Big Bang Nucleosynthesis and Neutrino Physics

A clever new paper uses the observational evidence from astronomy supporting Big Bang Nucleosynthesis to constrain the hypotheses of sterile neutrinos or non-standard neutrino interactions to almost the level reached from Earth bound experiments and other cosmology observations. 

Their findings tend to reinforce the Standard Model view that there are only three flavors of neutrinos and that they have only the interactions allowed by the Standard Model (i.e. weak force interactions and neutrino oscillations according to the PMNS matrix).
In this work we investigate the impact of two phenomenological Beyond the Standard Model (BSM) scenarios concerning the role of neutrinos in the early universe: non-standard neutrino interactions (NSI) and non-unitary three-neutrino mixing. 
We evaluate the impact of these frameworks on two key cosmological observables: the effective number of relativistic neutrino species (Neff), related to neutrino decoupling, and the abundances of light elements produced at Big Bang Nucleosynthesis (BBN). For the first time, neutrino CC-NSI with quarks and non-unitary three-neutrino mixing are studied in the context of BBN, and the constraints on such interactions are found to be remarkably competitive with terrestrial experiments. In the case of non-unitarity, the combination between neutrino decoupling and BBN imposes stringent constraints that can either mildly favour the existence of New Physics (NP), or reinforce the SM, depending on the choice of the experimental nuclear rates involved in the BBN calculation.
Gabriela Barenboim, Stefano Gariazzo, Alberto Sánchez-Vargas, "Big Bang Nucleosynthesis as a probe of non-standard neutrino interactions and non-unitary three-neutrino mixing" arXiv:2503.21998 (March 27, 2025).

2 comments:

Mitchell said...

On the topic of neutrino masses, I ran across a recent reddit comment

https://www.reddit.com/r/Physics/comments/1fssjjv/comment/lpnh07f/

which I thought was mildly interesting in describing the choice between Dirac-only mass and Dirac-plus-Majorana mass for neutrinos. Dirac mass only implies that lepton number is an exact global symmetry; Majorana mass implies two mass scales contributing to the net neutrino mass (i.e. seesaw).

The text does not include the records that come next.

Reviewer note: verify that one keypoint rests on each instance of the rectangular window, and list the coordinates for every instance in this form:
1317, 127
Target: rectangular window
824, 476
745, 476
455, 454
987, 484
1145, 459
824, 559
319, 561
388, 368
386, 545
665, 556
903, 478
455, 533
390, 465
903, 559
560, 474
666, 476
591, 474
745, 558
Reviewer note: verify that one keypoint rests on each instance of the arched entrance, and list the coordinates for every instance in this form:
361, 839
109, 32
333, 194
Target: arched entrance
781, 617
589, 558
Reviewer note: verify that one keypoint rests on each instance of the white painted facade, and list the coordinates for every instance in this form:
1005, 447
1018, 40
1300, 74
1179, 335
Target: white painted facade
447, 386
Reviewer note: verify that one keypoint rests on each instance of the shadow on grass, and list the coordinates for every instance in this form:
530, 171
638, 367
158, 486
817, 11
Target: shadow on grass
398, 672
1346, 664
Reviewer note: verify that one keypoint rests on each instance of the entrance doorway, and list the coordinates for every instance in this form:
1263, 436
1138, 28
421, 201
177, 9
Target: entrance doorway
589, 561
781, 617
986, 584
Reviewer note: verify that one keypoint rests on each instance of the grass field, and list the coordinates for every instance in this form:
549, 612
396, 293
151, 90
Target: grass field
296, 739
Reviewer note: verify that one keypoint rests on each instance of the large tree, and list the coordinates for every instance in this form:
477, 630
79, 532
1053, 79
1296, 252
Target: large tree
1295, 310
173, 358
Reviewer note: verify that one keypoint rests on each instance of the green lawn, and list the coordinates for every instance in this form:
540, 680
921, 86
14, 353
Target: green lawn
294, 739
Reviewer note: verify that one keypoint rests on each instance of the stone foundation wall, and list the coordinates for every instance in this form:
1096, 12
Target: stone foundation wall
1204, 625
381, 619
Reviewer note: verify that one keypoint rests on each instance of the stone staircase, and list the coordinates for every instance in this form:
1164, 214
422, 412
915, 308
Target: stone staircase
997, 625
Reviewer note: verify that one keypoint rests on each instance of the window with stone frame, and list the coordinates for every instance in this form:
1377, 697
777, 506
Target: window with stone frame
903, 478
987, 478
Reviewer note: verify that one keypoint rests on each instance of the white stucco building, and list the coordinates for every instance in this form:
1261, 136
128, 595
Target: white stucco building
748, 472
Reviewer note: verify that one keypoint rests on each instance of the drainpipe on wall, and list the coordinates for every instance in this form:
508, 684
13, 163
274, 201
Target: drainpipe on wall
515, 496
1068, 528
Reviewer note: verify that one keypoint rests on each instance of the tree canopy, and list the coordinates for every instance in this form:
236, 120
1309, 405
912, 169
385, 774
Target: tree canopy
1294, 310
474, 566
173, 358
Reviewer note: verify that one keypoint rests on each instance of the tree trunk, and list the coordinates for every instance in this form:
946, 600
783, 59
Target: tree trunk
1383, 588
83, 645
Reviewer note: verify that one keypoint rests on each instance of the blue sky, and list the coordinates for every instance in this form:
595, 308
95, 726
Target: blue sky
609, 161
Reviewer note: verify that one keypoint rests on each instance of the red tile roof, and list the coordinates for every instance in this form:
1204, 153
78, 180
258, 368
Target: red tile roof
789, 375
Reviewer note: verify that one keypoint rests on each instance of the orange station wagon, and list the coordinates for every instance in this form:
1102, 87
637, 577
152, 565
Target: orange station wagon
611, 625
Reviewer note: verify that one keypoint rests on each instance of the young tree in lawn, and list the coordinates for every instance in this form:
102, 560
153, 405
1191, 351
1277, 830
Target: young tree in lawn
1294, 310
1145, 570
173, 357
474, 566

I have been a skeptic about Dirac-only, since it requires such microscopic yukawa couplings. But I guess I find it conceivable that there is some model which explains the dark energy and microscopic yukawas for neutrinos, as part of a package deal.

andrew said...

I'm a fan of the possibility that the lightest neutrino mass is largely a result of its self-interactions via the weak force, and that neutrino mass more generally is largely via W boson interactions rather than Higgs boson interactions.